Grateful Dead, the US rock band, is this year celebrating 50 years of, well, live performances, I guess. I bet the founding members didn’t think when they formed the band in 1965 and gave it such a great name (that pun was actually intended) that they wouldn’t be around half a century later. I guess it just goes to show, you just can’t tell how long you will last in this world.
Which makes me think of the pursed-lipped tut-tutting that is happening in Australia right now about The Ungrateful Dead. These are people who have the temerity to die before using up all their superannuation savings, hence bequeath the residual to the next generation. Here’s a piece of journalism on the topic in today’s Financial Review:
“This year an estimated $8.5 billion will be bequeathed by the estates of Australians who die before using up their retirement savings, according to superannuation advisory firm Rice Warner.”
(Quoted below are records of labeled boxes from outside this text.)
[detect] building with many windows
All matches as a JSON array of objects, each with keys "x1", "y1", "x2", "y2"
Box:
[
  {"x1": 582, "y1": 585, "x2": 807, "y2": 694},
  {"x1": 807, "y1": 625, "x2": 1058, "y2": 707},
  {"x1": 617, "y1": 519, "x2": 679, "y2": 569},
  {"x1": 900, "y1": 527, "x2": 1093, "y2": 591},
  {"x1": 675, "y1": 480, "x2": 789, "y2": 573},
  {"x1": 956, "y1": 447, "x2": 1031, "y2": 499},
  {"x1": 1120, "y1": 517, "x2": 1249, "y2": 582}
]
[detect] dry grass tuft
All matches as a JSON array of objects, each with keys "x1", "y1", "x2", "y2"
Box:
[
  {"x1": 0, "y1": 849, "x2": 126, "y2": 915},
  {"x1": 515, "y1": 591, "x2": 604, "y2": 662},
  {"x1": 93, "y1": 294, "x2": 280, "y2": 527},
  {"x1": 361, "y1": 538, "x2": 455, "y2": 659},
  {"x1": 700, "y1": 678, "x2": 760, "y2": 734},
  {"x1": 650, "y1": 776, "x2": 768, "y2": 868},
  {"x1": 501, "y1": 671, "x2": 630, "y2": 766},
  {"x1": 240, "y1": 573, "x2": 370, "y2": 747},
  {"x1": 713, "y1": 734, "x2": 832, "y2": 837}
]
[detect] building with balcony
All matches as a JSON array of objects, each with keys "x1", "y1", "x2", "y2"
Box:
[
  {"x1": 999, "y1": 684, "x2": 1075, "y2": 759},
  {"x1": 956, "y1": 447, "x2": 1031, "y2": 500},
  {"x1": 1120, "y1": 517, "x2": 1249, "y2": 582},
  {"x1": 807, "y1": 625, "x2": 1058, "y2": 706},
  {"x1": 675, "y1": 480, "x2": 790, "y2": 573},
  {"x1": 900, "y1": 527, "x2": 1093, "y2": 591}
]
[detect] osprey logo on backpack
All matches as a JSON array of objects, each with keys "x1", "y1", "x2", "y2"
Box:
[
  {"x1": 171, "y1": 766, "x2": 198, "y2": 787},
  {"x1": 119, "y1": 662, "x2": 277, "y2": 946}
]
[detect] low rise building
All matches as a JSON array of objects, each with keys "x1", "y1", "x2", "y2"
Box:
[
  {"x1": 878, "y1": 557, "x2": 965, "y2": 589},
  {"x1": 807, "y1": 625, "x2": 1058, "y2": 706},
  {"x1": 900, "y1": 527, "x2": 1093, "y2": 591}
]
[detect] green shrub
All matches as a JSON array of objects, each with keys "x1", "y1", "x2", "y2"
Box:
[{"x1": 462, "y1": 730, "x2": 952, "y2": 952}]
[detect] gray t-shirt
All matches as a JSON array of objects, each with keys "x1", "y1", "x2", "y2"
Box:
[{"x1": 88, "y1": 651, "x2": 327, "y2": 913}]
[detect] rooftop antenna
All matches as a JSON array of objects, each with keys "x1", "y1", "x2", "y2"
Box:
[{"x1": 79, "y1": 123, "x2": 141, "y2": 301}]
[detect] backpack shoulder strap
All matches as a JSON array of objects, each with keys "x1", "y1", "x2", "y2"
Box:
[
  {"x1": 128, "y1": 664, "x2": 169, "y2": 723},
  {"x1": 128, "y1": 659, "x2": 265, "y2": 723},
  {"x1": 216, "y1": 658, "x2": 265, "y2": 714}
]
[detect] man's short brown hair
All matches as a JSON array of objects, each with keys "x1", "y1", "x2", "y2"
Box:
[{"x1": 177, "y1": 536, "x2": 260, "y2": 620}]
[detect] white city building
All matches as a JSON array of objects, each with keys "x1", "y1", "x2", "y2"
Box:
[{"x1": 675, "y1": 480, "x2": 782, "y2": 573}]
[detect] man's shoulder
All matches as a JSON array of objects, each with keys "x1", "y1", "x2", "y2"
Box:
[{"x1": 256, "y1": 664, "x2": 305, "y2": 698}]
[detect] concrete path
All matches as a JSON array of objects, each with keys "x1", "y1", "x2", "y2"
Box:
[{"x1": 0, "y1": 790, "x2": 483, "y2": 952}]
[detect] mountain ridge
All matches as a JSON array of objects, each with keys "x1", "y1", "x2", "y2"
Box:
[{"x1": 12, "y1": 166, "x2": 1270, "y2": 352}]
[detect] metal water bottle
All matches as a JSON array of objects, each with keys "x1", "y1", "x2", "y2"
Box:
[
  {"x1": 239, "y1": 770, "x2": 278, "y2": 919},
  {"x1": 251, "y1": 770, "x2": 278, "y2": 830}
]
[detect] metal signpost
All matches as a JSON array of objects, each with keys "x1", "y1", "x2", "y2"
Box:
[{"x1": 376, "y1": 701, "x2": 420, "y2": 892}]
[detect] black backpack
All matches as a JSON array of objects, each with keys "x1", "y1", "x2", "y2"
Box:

The social services Minister has stated that he thinks that people who have been granted tax concessions to build up their super should actually spend it, rather than saving it and drawing the age pension. There is some logic missing in there, given our means-testing system that increases the amount of age pension when you have less assets separately, but we’ll let it go.
The Ungrateful Dead. So many media commentators today are lining up and tut-tutting their mean, thrifty behaviour – unfairly using tax concessions to pass on wealth to the undeserving next generation. It’s not more than a few years ago that the Ungrateful Dead were being criticized for blowing their super savings on a round-the-world holiday then coming home to live on the pension. Double-dipping, it was called. And then they didn’t die soon enough!
If you want to avoid this disapproval in the eyes of the journalists writing this stuff, then you should do the sensible thing and plan to use up all your savings on the day you die. This only requires a simple calculation of how much you should spend each year once you determine what your future investment return will be and how long you will live for. Simple, really.